Piculas' skyrocket exploded over the Nature Coast in May and sparkled right on through the Fourth of July weekend, when the scorned teacher retained a lawyer and raised the specter of a lawsuit. Six months later, having failed to extract tribute for his troubles, Piculas' threat materialized.

His reputation has been damaged, he says, by false allegations about his teaching skills. Notably absent from the legal documents? Any mention of "wizardry." All together now: Hmmmmmmm.

Bibbidi-Bobbidi-Boo

Take away the angle from Oz and all we have is a run-of-the-mill dispute between a disgruntled former employee and a high-profile employer with a reputation for circumspection. Stephen Colbert nation will not be interested.
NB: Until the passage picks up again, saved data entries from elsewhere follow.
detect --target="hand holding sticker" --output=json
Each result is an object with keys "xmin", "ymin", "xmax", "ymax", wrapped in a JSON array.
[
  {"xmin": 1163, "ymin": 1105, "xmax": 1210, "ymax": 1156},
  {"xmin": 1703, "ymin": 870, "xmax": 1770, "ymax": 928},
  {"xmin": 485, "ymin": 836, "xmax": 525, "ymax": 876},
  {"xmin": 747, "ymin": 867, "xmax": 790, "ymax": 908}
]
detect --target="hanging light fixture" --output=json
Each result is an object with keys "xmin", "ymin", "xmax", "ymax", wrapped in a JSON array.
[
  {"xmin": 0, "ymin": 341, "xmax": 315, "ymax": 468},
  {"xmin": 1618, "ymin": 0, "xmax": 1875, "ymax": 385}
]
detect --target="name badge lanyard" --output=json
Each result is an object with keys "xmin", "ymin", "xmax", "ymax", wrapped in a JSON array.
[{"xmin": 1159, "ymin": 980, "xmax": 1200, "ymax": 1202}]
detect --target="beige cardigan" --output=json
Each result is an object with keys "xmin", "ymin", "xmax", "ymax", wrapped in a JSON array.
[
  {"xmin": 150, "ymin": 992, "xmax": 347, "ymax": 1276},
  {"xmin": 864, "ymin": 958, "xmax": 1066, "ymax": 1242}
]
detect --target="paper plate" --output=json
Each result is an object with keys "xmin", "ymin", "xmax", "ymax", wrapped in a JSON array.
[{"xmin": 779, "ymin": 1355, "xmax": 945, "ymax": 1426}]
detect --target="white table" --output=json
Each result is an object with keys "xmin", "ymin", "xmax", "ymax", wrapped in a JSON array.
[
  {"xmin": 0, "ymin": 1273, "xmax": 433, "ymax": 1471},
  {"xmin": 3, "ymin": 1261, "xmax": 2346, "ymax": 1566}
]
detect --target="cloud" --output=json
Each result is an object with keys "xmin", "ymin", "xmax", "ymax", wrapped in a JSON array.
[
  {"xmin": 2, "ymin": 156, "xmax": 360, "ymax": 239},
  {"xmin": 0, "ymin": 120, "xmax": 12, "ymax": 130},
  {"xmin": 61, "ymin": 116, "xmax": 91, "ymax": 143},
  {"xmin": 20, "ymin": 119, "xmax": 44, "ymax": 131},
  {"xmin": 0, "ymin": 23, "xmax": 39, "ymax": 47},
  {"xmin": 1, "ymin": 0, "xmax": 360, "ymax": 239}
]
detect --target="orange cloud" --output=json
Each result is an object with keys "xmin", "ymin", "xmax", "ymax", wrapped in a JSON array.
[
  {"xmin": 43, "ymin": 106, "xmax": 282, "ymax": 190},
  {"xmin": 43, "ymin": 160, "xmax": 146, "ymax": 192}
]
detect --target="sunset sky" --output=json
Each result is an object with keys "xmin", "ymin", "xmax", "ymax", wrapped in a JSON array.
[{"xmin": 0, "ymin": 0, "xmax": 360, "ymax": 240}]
Yes, until now, the Little Guy with the wacky spin and a willing perpetual-motion publicity machine has enjoyed the fruits of modern culture's appetite for information, real or fabricated. Finally, though, Piculas has upped the ante beyond regional prejudice and keyboard musing. When attorneys start taking depositions, the solution is beyond pixie dust.

As the school district prepares its response, we grow eager to give the man behind the curtain all the attention he deserves.